In the meantime, the number of people reaching adulthood with developmental disabilities has been increasing. The current annual rate is about 100, and the average yearly cost of supporting one person is $55,000. 

 From 2005 through fiscal 2008, the DD budget rose to $215.3 million. But as the shockwaves of the 2008 economic crash reverberated, the budget shrank, as did DD allocations in other states.

 While some other states started restoring money to DD services, Rhode Island slashed further.

 For the fiscal year ending June 30, 2012, the Rhode Island General Assembly chopped nearly $26.5 million off the allocation, reducing it from $206.5 million to just under $180 million. That’s a cut of 12.8 percent in one year.

And BHDDH put in place a reimbursement system that does not cover all the services that agencies provide during daytime activities – only face-to-face contact with clients. The legwork necessary to set up job interviews or community activities, for example, is excluded. This arrangement “incentivized” the segregation of people with developmental disabilities in sheltered workshops and day facilities, Thomas, the Justice department lawyer, told McConnell on Jan. 26.
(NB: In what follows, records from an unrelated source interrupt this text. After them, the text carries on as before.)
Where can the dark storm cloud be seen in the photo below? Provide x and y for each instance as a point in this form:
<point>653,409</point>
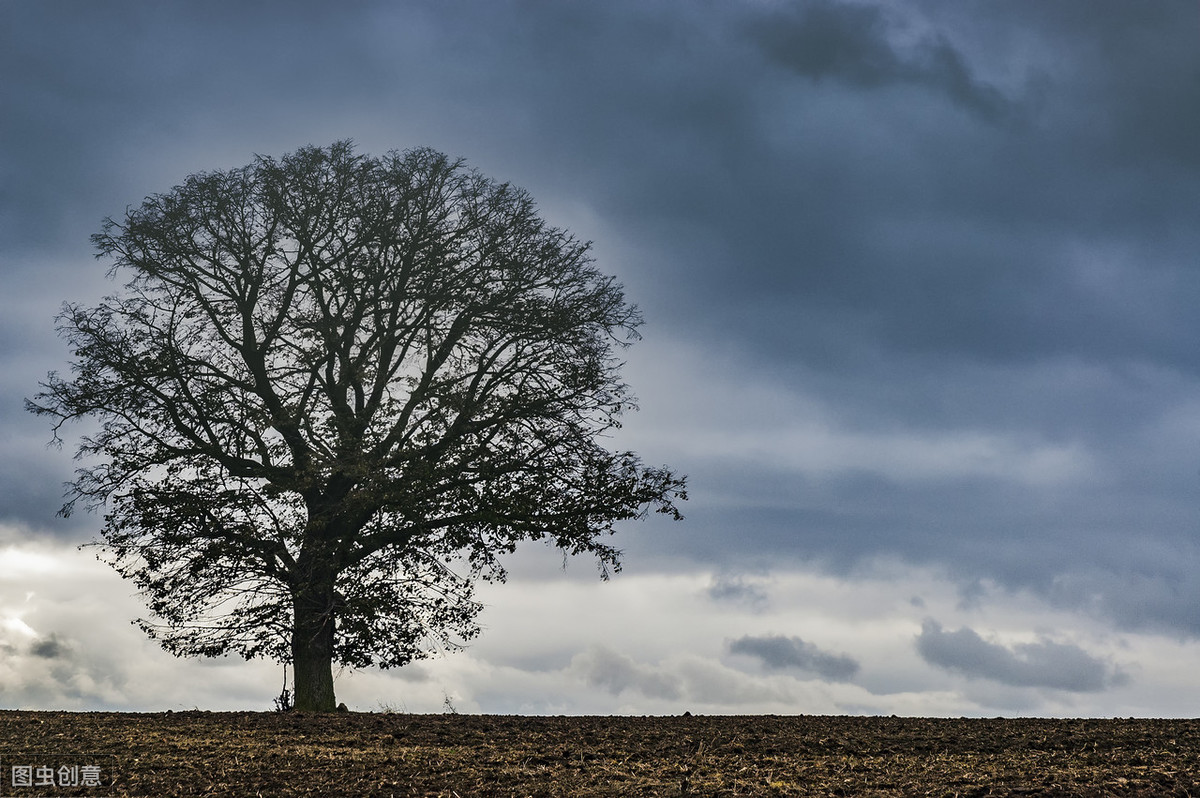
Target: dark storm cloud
<point>851,43</point>
<point>1045,664</point>
<point>781,653</point>
<point>936,220</point>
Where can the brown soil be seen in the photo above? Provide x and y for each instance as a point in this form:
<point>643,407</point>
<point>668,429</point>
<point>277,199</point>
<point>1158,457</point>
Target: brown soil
<point>381,755</point>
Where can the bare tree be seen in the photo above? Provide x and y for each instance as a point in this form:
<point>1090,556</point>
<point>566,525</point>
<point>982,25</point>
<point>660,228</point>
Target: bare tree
<point>334,390</point>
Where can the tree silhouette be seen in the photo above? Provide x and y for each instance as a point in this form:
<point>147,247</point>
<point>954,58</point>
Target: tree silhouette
<point>334,390</point>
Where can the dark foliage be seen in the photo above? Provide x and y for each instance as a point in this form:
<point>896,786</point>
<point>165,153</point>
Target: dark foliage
<point>334,391</point>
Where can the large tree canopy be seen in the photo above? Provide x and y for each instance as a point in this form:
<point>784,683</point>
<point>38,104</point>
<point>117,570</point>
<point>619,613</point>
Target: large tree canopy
<point>334,390</point>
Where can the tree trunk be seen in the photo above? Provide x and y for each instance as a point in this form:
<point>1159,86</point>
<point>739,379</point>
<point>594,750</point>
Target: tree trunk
<point>312,647</point>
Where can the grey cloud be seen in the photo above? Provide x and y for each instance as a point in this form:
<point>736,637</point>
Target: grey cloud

 Even though the BHDDH administration changed with the inauguration of Raimondo as Governor in 2015, the reimbursement system remains in place. Moreover, BHDDH allows agencies to collect the money owed for daytime supports only through a burdensome reporting process that requires documenting each worker’s time in 15-minute blocks, for each client. If a client is sick, the agency does not get its client-specific incremental payment for that day.   

Since 2011,  private nonprofit providers have cut workers’ pay to an average of $11 an hour, staff turnover has skyrocketed, and two agencies have closed their doors.

 In an interview on Friday, the BHDDH spokesman, Andrew J. McQuaide, acknowledged that satisfying the mandate for integration “fundamentally costs more than the system we have now.” He agreed that the system is geared toward “congregate centers for day programs and employment.”  Service providers should be held accountable, though, said McQuaide, the department’s new Chief Transformation Officer.

 Last October, Maria Montanaro, the BHDDH director, told a group of parents that the $36 million in redesign recommendations had been tabled because of the cost.

 On Friday, McQuaide said it’s “very unlikely” the $36 million in reforms would re-surface in the Governor’s budget proposal. 

“I’m unaware of anyone who thinks the state can afford to increase the DD funding by $36 million in a single year,” he said. “It would be unprecedented in a single fiscal year.”

“The question becomes how to sequence this,” McQuaide said.

 He said he couldn’t speculate on how the court will react.

 “There’s no way of knowing what would please the court,” he said. But “at the end of the day I am optimistic we will move in the right direction.”